2024.01.03
◇第100回箱根駅伝・往路(東京・大手町~神奈川・箱根町/5区間107.5km)
フレッシュグリーンが誇る“駅伝男”が、3度目の箱根路でも大仕事をやってのけた。
当日の区間変更で、1年生以来の3区に起用された太田蒼生(3年)は、22秒前にスタートした駒大の佐藤圭汰(2年)を猛追した。
「展開的に追いつくには攻めるしかないと思っていました」と、5kmを13分台で入ると、7.6km地点で佐藤に並びかける。その後はしばらく並走が続き、10kmも27分26秒という驚異的なラップタイムを刻んだ。

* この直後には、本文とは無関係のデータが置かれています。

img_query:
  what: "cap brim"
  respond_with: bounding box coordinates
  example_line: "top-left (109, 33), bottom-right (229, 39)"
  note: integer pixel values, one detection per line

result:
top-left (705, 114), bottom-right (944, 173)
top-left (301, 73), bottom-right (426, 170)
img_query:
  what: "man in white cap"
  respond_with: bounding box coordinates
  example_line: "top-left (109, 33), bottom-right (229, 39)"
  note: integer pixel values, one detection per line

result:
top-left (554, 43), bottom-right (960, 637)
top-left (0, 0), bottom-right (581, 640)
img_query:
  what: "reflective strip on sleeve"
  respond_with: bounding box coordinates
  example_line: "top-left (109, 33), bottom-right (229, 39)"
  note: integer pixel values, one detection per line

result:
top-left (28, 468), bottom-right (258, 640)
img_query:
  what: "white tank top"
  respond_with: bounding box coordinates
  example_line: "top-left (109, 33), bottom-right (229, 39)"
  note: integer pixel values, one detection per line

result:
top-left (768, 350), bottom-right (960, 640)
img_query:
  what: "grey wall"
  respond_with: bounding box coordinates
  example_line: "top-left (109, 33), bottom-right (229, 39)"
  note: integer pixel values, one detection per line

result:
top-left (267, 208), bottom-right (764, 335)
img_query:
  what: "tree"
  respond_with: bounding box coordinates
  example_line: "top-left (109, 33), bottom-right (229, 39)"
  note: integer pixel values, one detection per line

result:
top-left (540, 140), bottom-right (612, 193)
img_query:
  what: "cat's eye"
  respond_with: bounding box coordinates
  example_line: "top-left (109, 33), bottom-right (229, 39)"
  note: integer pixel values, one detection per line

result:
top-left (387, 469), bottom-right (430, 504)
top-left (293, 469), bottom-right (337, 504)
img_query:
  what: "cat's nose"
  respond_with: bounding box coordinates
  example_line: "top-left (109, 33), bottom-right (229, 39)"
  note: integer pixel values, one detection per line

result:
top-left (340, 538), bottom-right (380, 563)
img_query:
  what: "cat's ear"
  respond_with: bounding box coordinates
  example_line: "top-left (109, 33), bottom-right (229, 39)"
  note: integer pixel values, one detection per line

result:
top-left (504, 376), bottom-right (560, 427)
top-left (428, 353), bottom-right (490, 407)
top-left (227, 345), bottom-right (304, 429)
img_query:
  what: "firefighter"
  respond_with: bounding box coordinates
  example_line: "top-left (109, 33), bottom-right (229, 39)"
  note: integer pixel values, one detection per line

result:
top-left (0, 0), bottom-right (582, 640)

それでも、「キツさはそこまでなかった」と、以降は何度かペースを上げて前に出るなど主導権を握っていき、最後は18km過ぎにサングラスを頭にかけると同時にロングスパート。粘る佐藤を振り切り、最後は4秒先着して平塚中継所に飛び込んだ。
圧倒的な強さを見せ、昨年の箱根駅伝4区から続いていた駒大の学生三大駅伝連続トップ中継を「23」でストップする快進撃。走り終えた瞬間、後ろの運営管理車に乗る原晋監督から、「良く頑張った。あっぱれ!」の声がかかると笑顔で応えた。
59分47秒は区間歴代2位、日本人初の59分台だ。下り基調とはいえ、21.4kmをハーフマラソンの日本記録(1時間0分00秒)を上回るペースで走り切ったことになる。
だが太田本人は、「箱根駅伝はお祭り。楽しく走りたいと思っていて、その通りの走りができた結果、タイムがついてきた」と飄々と話す。
今大会出場選手で10000m自己記録トップ(27分28秒50)の佐藤とのデットヒートを制する殊勲にも、「競り合っている時が一番楽しかった。ロードは自分のフィールドなので」と言ってのけるほど。「追いかける怖さはなかった。並走してからは最後までもつれる覚悟もしましたけど、今季は1年間継続して練習もできていたので、1年時より走れる自信もあった」という同コースでの経験も武器にした。
これで勢いに乗ったチームは、4区の佐藤一世(4年)が区間賞。5区の若林宏樹(3年)も区間新記録(区間2位)と独走態勢を築き、2年ぶりに往路優勝を奪還。1年時は“シンデレラボーイ”と呼ばれた男は、2年の時を経て、“スーパーエース”となって箱根ファンを魅了した。